# -*- tab-width:2;indent-tabs-mode:t;show-trailing-whitespace:t;rm-trailing-spaces:t -*-
# vi: set ts=2 noet:
#
# (c) Copyright Rosetta Commons Member Institutions.
# (c) This file is part of the Rosetta software suite and is made available under license.
# (c) The Rosetta software is developed by the contributing members of the Rosetta Commons.
# (c) For more information, see http://www.rosettacommons.org. Questions about this can be
# (c) addressed to University of Washington UW TechTransfer, email: license@u.washington.edu.

## @file test/scientific/README.txt


____________________________________________________

HOW TO RUN
____________________________________________________

0) Check Prerequisites

   a) Rosetta
   b) Input Structures ( see next )
   c) R  version >= 1.11
      c.1) with packages 'plyr', 'ggplot2', 'reshape', 'Design'  (see ?install.packages in R)

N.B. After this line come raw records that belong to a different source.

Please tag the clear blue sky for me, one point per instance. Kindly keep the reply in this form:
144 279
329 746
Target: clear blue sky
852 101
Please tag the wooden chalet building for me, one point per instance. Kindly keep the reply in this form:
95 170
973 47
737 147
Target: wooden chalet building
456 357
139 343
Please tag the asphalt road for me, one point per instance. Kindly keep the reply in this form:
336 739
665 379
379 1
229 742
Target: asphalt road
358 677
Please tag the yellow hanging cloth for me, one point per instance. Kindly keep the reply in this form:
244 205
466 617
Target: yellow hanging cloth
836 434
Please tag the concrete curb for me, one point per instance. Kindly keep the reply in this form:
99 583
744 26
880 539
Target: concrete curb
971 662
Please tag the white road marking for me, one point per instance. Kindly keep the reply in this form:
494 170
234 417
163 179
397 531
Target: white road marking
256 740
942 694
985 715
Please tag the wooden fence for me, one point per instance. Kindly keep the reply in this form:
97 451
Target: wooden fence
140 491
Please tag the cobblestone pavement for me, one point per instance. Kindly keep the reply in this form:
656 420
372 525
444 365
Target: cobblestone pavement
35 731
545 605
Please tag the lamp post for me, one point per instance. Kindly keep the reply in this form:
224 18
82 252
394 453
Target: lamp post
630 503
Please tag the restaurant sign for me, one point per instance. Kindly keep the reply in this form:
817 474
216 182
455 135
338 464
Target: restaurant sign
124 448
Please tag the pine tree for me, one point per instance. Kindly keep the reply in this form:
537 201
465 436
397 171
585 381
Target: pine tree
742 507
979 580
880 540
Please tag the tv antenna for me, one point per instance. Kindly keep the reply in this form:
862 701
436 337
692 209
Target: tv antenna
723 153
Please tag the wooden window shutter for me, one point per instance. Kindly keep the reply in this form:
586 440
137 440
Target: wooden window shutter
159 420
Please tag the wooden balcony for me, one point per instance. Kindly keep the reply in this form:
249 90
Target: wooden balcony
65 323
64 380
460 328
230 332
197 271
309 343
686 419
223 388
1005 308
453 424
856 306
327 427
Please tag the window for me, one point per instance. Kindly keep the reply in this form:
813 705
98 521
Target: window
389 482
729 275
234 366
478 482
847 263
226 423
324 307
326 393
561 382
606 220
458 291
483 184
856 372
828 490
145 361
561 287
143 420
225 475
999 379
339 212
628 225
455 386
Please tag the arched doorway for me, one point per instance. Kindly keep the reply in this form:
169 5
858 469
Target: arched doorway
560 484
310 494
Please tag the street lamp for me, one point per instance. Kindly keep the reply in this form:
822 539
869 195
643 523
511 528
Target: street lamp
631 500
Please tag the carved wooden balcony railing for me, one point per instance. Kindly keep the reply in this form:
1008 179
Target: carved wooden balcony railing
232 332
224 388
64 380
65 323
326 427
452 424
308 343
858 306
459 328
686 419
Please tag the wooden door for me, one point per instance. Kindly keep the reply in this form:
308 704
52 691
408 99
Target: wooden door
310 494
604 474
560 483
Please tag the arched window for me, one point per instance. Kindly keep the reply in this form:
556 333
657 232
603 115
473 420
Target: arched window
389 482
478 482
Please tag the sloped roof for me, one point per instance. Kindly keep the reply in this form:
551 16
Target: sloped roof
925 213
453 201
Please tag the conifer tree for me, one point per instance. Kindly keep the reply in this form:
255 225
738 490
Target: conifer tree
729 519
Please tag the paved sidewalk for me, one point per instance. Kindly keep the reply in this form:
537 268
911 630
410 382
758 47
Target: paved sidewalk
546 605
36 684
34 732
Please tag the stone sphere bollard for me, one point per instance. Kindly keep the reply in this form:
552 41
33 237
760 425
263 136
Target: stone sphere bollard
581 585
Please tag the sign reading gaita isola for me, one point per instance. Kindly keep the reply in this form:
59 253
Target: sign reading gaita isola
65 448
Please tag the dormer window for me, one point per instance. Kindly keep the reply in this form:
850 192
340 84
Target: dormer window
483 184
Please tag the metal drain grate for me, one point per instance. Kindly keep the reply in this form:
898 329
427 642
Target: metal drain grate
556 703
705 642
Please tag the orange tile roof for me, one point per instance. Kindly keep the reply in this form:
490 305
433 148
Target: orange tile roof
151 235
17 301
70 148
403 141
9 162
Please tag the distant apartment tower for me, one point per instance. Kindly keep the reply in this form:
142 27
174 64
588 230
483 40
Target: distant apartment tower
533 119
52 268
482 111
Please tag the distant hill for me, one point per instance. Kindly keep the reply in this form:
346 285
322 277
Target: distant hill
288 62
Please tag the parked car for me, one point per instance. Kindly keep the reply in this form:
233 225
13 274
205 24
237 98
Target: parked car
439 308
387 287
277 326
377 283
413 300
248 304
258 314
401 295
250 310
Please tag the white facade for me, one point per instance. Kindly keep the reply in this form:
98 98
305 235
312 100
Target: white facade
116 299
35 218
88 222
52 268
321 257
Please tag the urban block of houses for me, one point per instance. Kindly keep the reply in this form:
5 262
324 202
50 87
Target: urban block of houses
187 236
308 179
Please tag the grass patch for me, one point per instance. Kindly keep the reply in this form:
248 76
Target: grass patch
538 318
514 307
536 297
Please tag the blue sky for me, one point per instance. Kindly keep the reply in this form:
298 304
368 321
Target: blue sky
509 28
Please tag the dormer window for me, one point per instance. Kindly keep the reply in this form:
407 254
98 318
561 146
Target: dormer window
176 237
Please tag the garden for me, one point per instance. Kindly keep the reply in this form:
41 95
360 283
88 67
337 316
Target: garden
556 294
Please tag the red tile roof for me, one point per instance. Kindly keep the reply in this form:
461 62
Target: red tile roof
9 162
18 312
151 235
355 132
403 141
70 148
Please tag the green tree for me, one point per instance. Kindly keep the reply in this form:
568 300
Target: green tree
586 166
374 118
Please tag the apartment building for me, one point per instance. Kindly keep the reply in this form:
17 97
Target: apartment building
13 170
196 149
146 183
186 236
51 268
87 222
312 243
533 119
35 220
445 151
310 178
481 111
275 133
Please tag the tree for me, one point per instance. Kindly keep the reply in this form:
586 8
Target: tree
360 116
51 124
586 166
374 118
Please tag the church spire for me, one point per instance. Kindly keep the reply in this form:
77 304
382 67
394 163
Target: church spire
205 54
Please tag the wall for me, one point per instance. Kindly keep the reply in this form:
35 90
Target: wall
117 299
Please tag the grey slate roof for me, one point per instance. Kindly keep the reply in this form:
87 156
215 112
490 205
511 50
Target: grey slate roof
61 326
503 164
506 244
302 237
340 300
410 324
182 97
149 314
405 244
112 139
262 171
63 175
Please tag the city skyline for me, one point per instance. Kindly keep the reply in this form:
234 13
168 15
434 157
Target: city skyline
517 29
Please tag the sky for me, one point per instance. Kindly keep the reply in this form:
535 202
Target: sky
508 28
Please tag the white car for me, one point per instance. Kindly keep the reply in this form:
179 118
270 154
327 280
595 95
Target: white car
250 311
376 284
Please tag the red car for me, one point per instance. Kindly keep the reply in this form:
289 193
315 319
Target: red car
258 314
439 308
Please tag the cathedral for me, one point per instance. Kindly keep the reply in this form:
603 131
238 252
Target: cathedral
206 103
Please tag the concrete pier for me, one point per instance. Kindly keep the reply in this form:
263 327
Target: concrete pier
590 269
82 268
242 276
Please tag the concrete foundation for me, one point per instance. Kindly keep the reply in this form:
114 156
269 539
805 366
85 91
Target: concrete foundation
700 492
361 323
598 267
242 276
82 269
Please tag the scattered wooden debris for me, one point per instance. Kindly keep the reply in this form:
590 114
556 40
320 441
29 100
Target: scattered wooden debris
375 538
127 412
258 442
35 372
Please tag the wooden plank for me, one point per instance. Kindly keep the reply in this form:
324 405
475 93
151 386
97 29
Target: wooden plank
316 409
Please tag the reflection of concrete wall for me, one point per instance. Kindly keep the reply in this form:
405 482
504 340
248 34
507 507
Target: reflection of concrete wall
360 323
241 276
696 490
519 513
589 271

1) Download input structures

   cd mini_base_dir
   svn checkout https://svn.rosttacommons.org/source/trunk/mini.data/tests/scientific/tests/rotamer_recovery/inputs inputs

2) Compile Rosetta

   cd mini_base_dir
   ./scons.py bin mode=release -j<num_processors>

3) Run test

   Gd mini_base_dir/test/scientific
   ./scientific.py rotamer_recovery -d mini_database_dir

4) Investigate results

   Ct mini_base_dir/test/scientific/statistics/rotamer_recovery
   -> results.out




____________________________________________________

ABOUT
____________________________________________________



 Rotamer Recovery Scientific Benchmark

The rotamer recovery scientific benchmark addresses the question,
"Given the sequence identity and backbone conformation of a
experimentally characterized protein structure, how
accurately can Rosetta predict the conformation of the sidechains?"
Having an accurate answer will:

 a) Inform researchers on the trustworthiness of Rosetta as molecular modeler
 b) Guide tuning Rosetta to improve structural predictions


The input structures is a selection of the Richardson's Top5200
dataset.  The Top5200 set was constructed as follows.  Daniel Keedy
and others the Richardson Lab clustered all structures in the PDB on
April 5th 2007 into 70% sequence homology clusters.  Each structure
with resolution 2.2A or better and was not filtered by hand was run
through MolProbity.  Then from each group the structure with the best
average resolution and MolProbity score was selected provided it had
resolution at least 2.0A.  All structures from the Top5200 having
between 50 and 200 residues and resolution less than 1.2A were
selected for this benchmark. This leaves 152 structures with 17463
residues.


The strategy taken here is to model how accurately Rosetta can
predict the conformation sidechains with properties of native
structures as predictors.  To assess the accuracy, we observe that
protein sidechains populate defined conformations called Rotamers.
If at a given residue the sidechain conformation in the native
structure and the predicted structure occupy the same rotameric bin
then we say it is a rotameric match or the rotamer is recovered.  The
model we will build will predict the per residue rotameric match 0/1
indicator variable.  The properties of the reference structure we can
will use as model predictors include:

 a) Residue amino acid identity 
 b) Solvent exposure with neighbor count as a proxy
 c) Crystallographic B-Factor
 d) Number of Degrees of Freedom in sidechain
 e) Some or all of the components of the Rosetta Score function.
 
I will now describe the predictor variables in detail. To represent
the amino acid identity of each residue, we will create a collection
of 0/1 indicator variables.  Note that glycine, having no atoms on
the sidechain, and alanine, having only a single atom as a sidechain,
do not have any torsional degrees of freedom in their sidechains, so
by default Rosetta will predict their conformations correctly.  For
the remaining 18 amino acid types we will create a variable that
takes on 1 when a residue has the particular amino acid and 0
otherwise.  

Residues that are exposed to solvent are in general less constrained
then residues that are packed on the interior of a protein structure.
With fewer structural constraints, the likelihood of multiple
realistic rotameric conformations increases and therefore the
expected recovery rate decreases.

The crystallographic data comes with estimates of the uncertainty of
the atomic coordinates.  Roughly, the R-Factor measures the overall
resolution for a structure and the B-Factor measures the measured
atom level spread of the electron density either.  A high B-Factor
may indicate flexibility at that part of the structure or it may
indicate imprecision due to the experimental method.  In either case
either a high B-Factor means the accuracy of the native rotamer is
uncertain, so the the expected rotamer recovery rate should be low.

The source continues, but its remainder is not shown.